In binary classification models, we often work with proportions to calculate the accuracy of a model. For example, we use accuracy, precision and recall. But how can we calculate the error on these estimates? Are two models with 95% accuracy actually equivalent?

Well, the answer is no. Let’s see why.

## The standard error

Any measure must be followed by an error estimate, that represents the precision of that measure. I have a degree in Physics and physicists are always hated because they usually pretend to have an error estimate after each measurement result. For example, I can say I’m 1.93 meters tall, but this number doesn’t give any information if it’s not followed by an estimate of the error. If I say 1.93 meters with an error of 3% and another guy says 1.93 meters with an error of 30%, which one would you trust more?

That’s why we need to estimate the error of our measurements calculating what is called the standard error.

Standard error in an *N *points sample is defined as follows:

\mathrm{S.E.} = \frac{\sigma}{\sqrt N}

where σ is the standard deviation calculated on the sample. As you can see, the larger the sample, the lower the standard error and the more accurate the precision of our measure. It’s a natural consequence of the law of large numbers.

## Standard error on proportions

Let’s consider a dataset of *N* points, *n* of which are related to a successful event (i.e. a correct prediction of our model). The proportion of success over the entire sample is, simply:

p = \frac{n}{N}

This can be the accuracy (where *N* is the sum of the values of the confusion matrix and *n* is its trace), the precision (where *N* is the number of the events that the model has predicted with 1 and *n* is the number of the true positives) or another proportion.

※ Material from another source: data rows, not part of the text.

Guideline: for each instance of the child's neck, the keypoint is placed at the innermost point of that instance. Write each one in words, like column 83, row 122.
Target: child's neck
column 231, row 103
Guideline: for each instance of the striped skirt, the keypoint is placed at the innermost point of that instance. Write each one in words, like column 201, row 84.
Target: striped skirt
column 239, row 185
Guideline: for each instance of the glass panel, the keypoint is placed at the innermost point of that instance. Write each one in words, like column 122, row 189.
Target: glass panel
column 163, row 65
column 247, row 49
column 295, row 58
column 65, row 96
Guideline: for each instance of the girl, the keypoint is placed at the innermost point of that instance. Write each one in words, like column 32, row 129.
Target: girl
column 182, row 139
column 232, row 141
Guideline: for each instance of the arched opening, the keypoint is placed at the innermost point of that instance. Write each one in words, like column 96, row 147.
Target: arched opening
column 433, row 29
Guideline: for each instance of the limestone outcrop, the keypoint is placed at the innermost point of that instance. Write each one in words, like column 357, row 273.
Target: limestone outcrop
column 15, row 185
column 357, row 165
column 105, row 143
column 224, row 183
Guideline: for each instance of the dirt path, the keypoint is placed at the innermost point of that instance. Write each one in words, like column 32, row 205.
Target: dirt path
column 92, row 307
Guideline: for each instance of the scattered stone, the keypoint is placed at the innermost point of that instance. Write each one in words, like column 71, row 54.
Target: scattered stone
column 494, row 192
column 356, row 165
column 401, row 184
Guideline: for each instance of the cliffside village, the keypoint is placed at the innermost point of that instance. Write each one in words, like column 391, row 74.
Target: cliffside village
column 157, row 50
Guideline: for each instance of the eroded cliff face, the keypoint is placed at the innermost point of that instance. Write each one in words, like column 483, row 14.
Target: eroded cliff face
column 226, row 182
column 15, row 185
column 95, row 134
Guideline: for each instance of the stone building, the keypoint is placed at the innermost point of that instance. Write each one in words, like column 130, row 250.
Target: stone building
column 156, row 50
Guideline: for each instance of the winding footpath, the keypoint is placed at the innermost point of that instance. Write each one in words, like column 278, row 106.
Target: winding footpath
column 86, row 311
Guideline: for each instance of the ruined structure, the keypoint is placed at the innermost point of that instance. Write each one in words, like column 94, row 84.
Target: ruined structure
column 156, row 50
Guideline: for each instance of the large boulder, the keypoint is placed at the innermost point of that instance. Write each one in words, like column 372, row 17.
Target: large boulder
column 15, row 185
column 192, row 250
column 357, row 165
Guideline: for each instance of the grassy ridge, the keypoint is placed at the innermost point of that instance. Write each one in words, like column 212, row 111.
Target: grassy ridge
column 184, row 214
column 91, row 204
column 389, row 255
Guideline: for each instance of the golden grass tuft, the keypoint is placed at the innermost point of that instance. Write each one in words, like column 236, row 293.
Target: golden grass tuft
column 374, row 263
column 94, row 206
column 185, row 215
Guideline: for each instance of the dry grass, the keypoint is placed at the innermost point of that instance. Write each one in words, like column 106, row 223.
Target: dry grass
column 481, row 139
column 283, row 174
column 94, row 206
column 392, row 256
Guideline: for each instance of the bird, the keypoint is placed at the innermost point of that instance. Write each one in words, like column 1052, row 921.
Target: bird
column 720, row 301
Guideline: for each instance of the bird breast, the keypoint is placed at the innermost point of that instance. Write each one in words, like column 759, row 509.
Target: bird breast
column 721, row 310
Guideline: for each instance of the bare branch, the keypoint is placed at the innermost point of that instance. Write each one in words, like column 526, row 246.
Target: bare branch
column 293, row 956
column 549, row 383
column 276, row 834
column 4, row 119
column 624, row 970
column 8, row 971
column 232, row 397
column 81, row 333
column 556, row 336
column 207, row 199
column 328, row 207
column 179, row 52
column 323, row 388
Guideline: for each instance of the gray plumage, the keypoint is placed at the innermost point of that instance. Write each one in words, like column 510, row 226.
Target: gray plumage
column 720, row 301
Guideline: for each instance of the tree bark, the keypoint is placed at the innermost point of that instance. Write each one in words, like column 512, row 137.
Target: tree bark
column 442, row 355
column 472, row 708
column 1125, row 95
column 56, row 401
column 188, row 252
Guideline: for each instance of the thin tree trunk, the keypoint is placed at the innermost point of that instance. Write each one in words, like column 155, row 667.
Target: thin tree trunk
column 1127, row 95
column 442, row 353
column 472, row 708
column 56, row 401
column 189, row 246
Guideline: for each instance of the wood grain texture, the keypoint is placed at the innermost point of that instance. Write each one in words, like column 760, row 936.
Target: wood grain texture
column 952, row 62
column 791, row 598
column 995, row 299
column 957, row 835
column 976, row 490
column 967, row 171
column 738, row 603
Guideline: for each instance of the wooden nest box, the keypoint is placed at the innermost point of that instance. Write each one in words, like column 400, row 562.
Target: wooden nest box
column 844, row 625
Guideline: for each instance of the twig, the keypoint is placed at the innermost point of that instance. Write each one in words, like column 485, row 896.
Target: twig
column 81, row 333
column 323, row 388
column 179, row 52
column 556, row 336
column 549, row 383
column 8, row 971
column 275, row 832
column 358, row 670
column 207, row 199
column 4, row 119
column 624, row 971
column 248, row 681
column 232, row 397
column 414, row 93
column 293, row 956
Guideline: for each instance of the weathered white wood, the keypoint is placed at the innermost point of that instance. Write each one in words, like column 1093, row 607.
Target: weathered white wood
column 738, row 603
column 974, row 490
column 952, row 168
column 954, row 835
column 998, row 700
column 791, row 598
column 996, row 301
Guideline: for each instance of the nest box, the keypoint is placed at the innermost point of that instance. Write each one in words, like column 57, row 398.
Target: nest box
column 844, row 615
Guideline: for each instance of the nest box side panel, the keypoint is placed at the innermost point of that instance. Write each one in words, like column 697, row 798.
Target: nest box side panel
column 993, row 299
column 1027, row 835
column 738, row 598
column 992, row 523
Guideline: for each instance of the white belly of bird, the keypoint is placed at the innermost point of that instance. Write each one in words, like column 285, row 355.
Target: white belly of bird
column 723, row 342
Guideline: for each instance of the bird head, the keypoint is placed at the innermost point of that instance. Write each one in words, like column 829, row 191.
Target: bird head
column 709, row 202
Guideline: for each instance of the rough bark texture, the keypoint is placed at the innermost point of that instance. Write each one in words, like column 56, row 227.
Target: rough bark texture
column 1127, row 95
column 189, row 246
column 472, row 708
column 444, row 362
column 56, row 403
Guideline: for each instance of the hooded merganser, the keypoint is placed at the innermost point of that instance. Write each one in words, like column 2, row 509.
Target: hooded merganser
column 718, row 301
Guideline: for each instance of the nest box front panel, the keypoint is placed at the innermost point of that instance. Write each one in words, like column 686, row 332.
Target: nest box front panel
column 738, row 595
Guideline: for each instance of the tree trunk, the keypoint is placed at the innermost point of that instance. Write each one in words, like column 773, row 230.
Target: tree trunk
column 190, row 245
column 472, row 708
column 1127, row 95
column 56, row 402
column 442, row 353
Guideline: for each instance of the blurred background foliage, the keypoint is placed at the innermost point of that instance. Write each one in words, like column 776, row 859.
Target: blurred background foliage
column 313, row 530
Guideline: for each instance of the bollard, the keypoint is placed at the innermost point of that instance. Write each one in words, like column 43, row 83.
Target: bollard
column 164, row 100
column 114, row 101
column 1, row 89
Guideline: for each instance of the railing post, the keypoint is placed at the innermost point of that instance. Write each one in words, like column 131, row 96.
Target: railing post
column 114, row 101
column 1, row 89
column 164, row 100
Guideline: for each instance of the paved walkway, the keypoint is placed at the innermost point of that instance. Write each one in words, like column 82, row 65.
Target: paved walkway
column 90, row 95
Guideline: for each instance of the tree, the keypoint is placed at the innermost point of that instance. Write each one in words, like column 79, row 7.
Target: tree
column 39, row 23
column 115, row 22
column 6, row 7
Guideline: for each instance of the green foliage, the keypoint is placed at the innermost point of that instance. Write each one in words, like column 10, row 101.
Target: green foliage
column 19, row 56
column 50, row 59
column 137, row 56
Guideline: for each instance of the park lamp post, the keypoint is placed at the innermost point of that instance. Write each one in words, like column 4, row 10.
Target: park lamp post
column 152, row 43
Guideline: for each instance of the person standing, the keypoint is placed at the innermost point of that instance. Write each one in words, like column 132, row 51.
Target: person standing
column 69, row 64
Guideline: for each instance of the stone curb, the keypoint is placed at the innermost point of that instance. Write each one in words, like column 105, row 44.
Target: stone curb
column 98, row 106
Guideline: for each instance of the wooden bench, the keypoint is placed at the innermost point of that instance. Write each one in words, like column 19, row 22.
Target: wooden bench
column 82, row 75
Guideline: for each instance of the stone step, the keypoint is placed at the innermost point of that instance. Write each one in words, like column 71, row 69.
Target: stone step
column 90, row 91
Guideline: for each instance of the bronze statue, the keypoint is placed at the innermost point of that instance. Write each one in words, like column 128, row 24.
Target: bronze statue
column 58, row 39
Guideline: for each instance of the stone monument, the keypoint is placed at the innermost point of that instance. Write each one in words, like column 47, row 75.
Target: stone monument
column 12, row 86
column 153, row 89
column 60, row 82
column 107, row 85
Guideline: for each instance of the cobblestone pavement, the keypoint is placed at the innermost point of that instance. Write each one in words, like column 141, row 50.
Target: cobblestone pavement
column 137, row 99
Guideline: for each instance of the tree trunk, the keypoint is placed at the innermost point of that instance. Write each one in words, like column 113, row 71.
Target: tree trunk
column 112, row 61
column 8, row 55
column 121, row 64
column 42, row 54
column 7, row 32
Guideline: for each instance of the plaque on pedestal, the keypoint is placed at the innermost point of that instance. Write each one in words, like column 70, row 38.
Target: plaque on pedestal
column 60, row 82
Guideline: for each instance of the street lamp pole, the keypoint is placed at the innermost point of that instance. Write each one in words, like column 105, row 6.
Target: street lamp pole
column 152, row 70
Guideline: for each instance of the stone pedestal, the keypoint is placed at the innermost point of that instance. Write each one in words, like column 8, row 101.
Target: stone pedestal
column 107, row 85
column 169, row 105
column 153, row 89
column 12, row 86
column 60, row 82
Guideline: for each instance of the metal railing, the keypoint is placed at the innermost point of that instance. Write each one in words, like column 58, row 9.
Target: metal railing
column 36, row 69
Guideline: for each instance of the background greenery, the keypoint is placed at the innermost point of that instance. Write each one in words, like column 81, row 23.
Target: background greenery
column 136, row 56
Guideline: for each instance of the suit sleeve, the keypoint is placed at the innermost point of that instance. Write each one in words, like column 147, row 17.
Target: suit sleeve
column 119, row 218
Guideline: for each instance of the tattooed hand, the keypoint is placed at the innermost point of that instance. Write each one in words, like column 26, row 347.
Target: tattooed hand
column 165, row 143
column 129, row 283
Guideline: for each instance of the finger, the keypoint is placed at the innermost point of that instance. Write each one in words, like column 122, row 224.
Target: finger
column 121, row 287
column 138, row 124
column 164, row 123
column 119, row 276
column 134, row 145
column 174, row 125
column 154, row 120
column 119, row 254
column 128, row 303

Now, we have to calculate the standard error. We could use an algorithm like bootstrap to calculate it, but for proportions we can use a simple, closed formula.

First, we need to calculate the standard deviation. Our event can be modeled as a random variable *x* whose value is 1 with probability *p* and 0 with probability *1-p*.

Its expected value is, then,

E[x] = p\cdot 1 + (1-p) \cdot 0 = p

Its variance is, then:

\sigma^2 = E[x^2] - E[x]^2 = p - p^2 = p(1-p)

So, the standard error becomes:

\mathrm{S.E.} = \frac{\sigma}{\sqrt N} = \sqrt{\frac{p(1-p)}{N}}

## Confidence intervals

Standard error can be used to calculate confidence intervals, which are those intervals in which we can expect the real value to be with a certain confidence.

How can we calculate confidence intervals for proportions?

Let’s first calculate the following *z* variable

z = \frac{x - \mu}{\sqrt{\sigma^2/N}}

where μ and σ are the mean and the standard deviation of our proportion. It can be proven that, if we work with proportions and given reasonably high values for *N*, this variable can be approximated with a normal variable (i.e. it’s normally distributed). A 95% confidence interval for a normal distribution is (-1.96,1.96). It’s a property of normal distribution.

So, switching back to proportions, we can define a 95% confidence interval as:

\left(p-1.96\sqrt{\frac{p(1-p)}{N}} , p+1.96\sqrt{\frac{p(1-p)}{N}} \right)

As usual, the higher the value of *N*, the tighter the interval due to law of large numbers.

Let’s now see how to apply these concepts in practice.

## A simple example

Let’s say we have two models. One of them is being tested on 100 records and it gives us an accuracy score of 70%. The other model is tested on 400 records and gives us an accuracy score of 67%. Which model is better? Anybody would say the former, because the accuracy score is higher. But let’s see what happens if we calculate the standard error of both accuracies:

\textrm{S.E. model 1} = \sqrt{\frac{70\%(1-70\%)}{100}}=4.58\%

\textrm{S.E. model 2} = \sqrt{\frac{67\%(1-67\%)}{400}}=2.35\%

The second model gives us a more precise estimation of the accuracy because the standard error is lower. If we calculate the confidence intervals, we get:

\textrm{C.I. for model 1}=[70\%-1.96\cdot4.58\%,70\%+1.96\cdot4.58\%] = [61.02\%,78.98\%]

\textrm{C.I. for model 2}=[67\%-1.96\cdot2.35\%,67\%+1.96\cdot2.35\%] = [62.39\%,71.61\%]

As you can see, the model with the highest lower bound of the confidence interval is the second one, not the first one. If we have to consider a conservative approach in which we look at a statistically worst case, we would look for the lower bound of the confidence interval and, in this case, select the second model and not the first one. That’s why we calculate the standard error. The estimate itself is useless if we don’t calculate the error estimate and, as we can see, a larger sample can give us more information than a smaller one, so by calculating the standard error we can reach a better decision.

## Conclusions

Calculating the error estimates is often neglected, but can lead to wrong results if we don’t know how accurate our measures are. For proportions, the calculation of the standard error and the confidence intervals is very straightforward and can be very useful to extract as much information as possible from our dataset.